Относительно небольшое число печатных отзывов о "Возвращении Чорба" позволяет нам с полным основанием утверждать: к концу двадцатых годов В. Сирин воспринимается эмигрантскими критиками и читателями прежде всего как прозаик, автор романов, а не как поэт. Впрочем, точно так же воспринимал себя в это время и сам Набоков. В мае 1930 г., будучи в Праге, он получил от своего приятеля Михаила Гордина письмо, в котором тот приглашал его принять участие в вечере, проводившемся молодыми берлинскими поэтами. Последовал категоричный отказ: «Я уже не «молодой», и я не поэт».[26] Конечно, и после этого заявления Набоков никогда не прекращал писать стихи. Правда, их количество резко уменьшилось, и они всегда оставались в тени набоковских романов: Набоков-прозаик во многих отношениях (и в плане популярности тоже) превзошел Набокова-поэта. Далеко не случайно, что следующая книга набоковских стихов появилась уже после войны (Набоков В. Стихотворения. 1929–1951 гг. Париж: Рифма, 1952).
ЗАЩИТА ЛУЖИНА
Роман, составивший Набокову громкое литературное имя и выведший его в первый ряд писателей русского зарубежья, был создан в относительно короткий отрезок времени: с февраля по август 1929 г. Из всех произведений В. Сирина он вызвал наиболее громкий резонанс в эмигрантской прессе. Рецензии и отзывы на "Защиту Лужина" — как на его журнальную публикацию, так и на отдельное издание — появлялись практически во всех периодических изданиях русского зарубежья, так или иначе освещавших литературную жизнь.

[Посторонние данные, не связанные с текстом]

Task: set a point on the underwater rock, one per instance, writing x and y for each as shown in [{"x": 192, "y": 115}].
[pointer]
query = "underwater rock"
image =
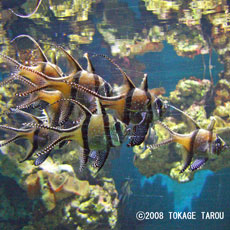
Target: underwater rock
[
  {"x": 96, "y": 211},
  {"x": 222, "y": 92},
  {"x": 54, "y": 187},
  {"x": 167, "y": 159},
  {"x": 190, "y": 91}
]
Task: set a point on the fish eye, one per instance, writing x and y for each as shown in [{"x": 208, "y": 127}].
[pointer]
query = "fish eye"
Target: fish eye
[
  {"x": 217, "y": 145},
  {"x": 118, "y": 125}
]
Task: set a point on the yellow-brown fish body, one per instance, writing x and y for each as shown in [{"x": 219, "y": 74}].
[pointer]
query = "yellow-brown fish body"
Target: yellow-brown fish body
[
  {"x": 203, "y": 143},
  {"x": 97, "y": 132},
  {"x": 37, "y": 137}
]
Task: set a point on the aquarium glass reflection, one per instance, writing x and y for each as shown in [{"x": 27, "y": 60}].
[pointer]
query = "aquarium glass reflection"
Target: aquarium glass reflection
[{"x": 115, "y": 114}]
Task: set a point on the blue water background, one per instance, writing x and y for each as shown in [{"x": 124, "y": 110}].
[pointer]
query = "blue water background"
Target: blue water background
[{"x": 207, "y": 192}]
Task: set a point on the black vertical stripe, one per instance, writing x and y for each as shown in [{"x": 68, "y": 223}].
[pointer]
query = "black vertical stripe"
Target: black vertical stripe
[
  {"x": 43, "y": 67},
  {"x": 34, "y": 145},
  {"x": 84, "y": 131},
  {"x": 106, "y": 128},
  {"x": 73, "y": 94},
  {"x": 190, "y": 152},
  {"x": 128, "y": 102},
  {"x": 118, "y": 130},
  {"x": 97, "y": 82}
]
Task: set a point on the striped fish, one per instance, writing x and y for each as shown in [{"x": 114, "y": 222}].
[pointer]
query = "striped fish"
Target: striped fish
[
  {"x": 96, "y": 132},
  {"x": 37, "y": 137}
]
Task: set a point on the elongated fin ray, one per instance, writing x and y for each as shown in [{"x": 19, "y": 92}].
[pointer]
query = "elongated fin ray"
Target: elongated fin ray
[
  {"x": 42, "y": 54},
  {"x": 84, "y": 159},
  {"x": 165, "y": 142},
  {"x": 198, "y": 163},
  {"x": 13, "y": 129},
  {"x": 42, "y": 155},
  {"x": 28, "y": 15},
  {"x": 90, "y": 67},
  {"x": 84, "y": 89},
  {"x": 166, "y": 127},
  {"x": 71, "y": 60},
  {"x": 9, "y": 141},
  {"x": 83, "y": 108},
  {"x": 28, "y": 92},
  {"x": 28, "y": 103},
  {"x": 144, "y": 84},
  {"x": 186, "y": 115},
  {"x": 212, "y": 124},
  {"x": 30, "y": 153},
  {"x": 187, "y": 160}
]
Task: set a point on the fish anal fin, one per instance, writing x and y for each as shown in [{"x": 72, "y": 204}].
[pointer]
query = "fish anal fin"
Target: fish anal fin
[
  {"x": 212, "y": 124},
  {"x": 187, "y": 159},
  {"x": 144, "y": 84},
  {"x": 162, "y": 143}
]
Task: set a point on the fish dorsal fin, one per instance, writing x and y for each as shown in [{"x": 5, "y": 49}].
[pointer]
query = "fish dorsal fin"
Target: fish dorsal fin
[
  {"x": 212, "y": 124},
  {"x": 98, "y": 106},
  {"x": 144, "y": 84},
  {"x": 166, "y": 127},
  {"x": 90, "y": 67},
  {"x": 36, "y": 119},
  {"x": 82, "y": 107},
  {"x": 42, "y": 54},
  {"x": 186, "y": 115},
  {"x": 71, "y": 60},
  {"x": 126, "y": 78},
  {"x": 38, "y": 3}
]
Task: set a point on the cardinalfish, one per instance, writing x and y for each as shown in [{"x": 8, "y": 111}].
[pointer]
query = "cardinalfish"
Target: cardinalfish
[
  {"x": 132, "y": 105},
  {"x": 41, "y": 77},
  {"x": 203, "y": 143},
  {"x": 96, "y": 132},
  {"x": 36, "y": 137}
]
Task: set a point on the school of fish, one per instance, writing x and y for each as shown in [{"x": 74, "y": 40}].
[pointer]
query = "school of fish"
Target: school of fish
[{"x": 83, "y": 107}]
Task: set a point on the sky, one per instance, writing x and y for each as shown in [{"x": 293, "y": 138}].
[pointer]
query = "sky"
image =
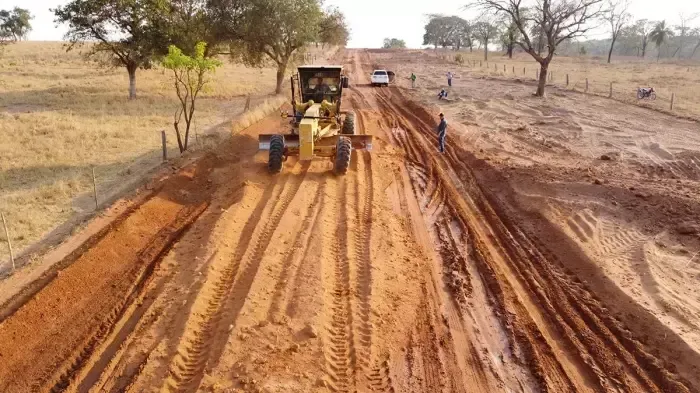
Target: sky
[{"x": 371, "y": 21}]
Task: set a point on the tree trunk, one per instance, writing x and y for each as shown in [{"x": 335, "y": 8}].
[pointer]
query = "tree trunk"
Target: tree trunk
[
  {"x": 612, "y": 44},
  {"x": 281, "y": 68},
  {"x": 131, "y": 69},
  {"x": 542, "y": 83}
]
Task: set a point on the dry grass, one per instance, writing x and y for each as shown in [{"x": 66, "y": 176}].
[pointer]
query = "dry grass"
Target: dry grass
[
  {"x": 60, "y": 116},
  {"x": 626, "y": 74}
]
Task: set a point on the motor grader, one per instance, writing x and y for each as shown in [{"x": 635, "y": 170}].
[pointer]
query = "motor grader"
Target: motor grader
[{"x": 318, "y": 126}]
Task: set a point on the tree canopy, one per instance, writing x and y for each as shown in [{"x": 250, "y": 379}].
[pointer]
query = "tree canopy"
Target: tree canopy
[
  {"x": 15, "y": 24},
  {"x": 394, "y": 43}
]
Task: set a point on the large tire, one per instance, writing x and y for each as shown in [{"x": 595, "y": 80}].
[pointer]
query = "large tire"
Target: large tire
[
  {"x": 349, "y": 124},
  {"x": 276, "y": 157},
  {"x": 343, "y": 151}
]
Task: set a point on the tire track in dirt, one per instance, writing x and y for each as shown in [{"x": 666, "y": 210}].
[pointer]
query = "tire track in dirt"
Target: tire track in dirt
[
  {"x": 194, "y": 352},
  {"x": 339, "y": 347},
  {"x": 296, "y": 255},
  {"x": 615, "y": 360}
]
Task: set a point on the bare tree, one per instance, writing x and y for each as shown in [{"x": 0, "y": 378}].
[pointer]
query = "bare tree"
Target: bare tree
[
  {"x": 617, "y": 16},
  {"x": 560, "y": 20},
  {"x": 683, "y": 29},
  {"x": 485, "y": 30}
]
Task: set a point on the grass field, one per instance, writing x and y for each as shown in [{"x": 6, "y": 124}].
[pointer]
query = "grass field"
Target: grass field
[
  {"x": 626, "y": 74},
  {"x": 60, "y": 116}
]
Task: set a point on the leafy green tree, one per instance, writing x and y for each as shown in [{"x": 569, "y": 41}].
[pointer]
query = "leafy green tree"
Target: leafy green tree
[
  {"x": 125, "y": 31},
  {"x": 394, "y": 43},
  {"x": 558, "y": 21},
  {"x": 15, "y": 25},
  {"x": 660, "y": 35},
  {"x": 275, "y": 30},
  {"x": 509, "y": 38},
  {"x": 190, "y": 78},
  {"x": 334, "y": 29}
]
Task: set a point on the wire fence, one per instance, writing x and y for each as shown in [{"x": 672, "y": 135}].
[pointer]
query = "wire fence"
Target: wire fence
[{"x": 685, "y": 102}]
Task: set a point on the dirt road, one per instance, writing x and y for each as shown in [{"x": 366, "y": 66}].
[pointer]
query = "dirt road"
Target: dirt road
[{"x": 416, "y": 272}]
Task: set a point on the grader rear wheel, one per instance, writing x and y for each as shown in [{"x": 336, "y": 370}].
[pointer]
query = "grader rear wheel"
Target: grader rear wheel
[
  {"x": 274, "y": 163},
  {"x": 343, "y": 152},
  {"x": 349, "y": 124}
]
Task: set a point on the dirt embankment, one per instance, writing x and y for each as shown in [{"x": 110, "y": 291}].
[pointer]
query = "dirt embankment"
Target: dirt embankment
[{"x": 416, "y": 272}]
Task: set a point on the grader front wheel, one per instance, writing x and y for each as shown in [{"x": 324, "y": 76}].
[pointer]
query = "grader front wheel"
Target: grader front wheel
[
  {"x": 343, "y": 152},
  {"x": 274, "y": 163},
  {"x": 349, "y": 124}
]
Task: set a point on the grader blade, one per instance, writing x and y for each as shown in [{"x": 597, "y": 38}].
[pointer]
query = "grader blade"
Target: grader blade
[{"x": 359, "y": 142}]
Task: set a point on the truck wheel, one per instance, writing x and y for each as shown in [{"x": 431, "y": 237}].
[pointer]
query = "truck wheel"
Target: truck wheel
[
  {"x": 349, "y": 124},
  {"x": 274, "y": 162},
  {"x": 343, "y": 150}
]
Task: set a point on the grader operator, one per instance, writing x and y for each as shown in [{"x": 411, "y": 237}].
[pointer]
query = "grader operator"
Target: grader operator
[{"x": 319, "y": 127}]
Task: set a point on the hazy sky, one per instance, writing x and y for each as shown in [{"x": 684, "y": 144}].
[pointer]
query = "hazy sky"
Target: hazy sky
[{"x": 372, "y": 21}]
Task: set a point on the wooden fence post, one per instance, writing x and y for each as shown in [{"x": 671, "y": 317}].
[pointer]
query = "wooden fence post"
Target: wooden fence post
[
  {"x": 94, "y": 187},
  {"x": 165, "y": 145},
  {"x": 9, "y": 242},
  {"x": 247, "y": 104}
]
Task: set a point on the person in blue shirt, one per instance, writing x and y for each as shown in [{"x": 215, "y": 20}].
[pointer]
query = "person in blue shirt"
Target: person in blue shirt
[{"x": 442, "y": 133}]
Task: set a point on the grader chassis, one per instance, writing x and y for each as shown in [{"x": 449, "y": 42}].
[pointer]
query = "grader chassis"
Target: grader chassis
[{"x": 319, "y": 127}]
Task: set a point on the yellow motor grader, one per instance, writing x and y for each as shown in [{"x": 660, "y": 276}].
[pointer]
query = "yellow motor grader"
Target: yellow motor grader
[{"x": 318, "y": 127}]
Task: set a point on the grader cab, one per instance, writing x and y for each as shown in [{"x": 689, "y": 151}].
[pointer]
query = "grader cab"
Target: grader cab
[{"x": 318, "y": 126}]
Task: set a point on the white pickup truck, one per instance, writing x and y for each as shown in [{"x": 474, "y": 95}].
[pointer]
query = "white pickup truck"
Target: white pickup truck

Уже первый фрагмент "Защиты Лужина", появившийся на страницах "Современных записок" — главного «толстого» журнала русского зарубежья, привлек к себе пристальное внимание ведущих эмигрантских критиков, многие из которых впервые открыли для себя творчество В. Сирина. К последним с полным основанием можно отнести Г. Адамовича — к тому времени уже завоевавшего репутацию наиболее значительного критика русской эмиграции. Рецензия на сороковой номер "Современных записок" (где критик, посетовав на то, что имя Сирина до сих пор «находилось в полутени», обещал «обратить на него самое пристальное внимание») положила начало обширной «набоковиане» (точнее — «сириниане») Г. Адамовича. Именно ему предстояло стать одним из самых вдумчивых интерпретаторов набоковского творчества, проследить творческую эволюцию писателя с конца двадцатых до начала семидесятых годов и в то же время — сыграть роль самого опасного литературного противника Сирина, испортившего ему немало крови.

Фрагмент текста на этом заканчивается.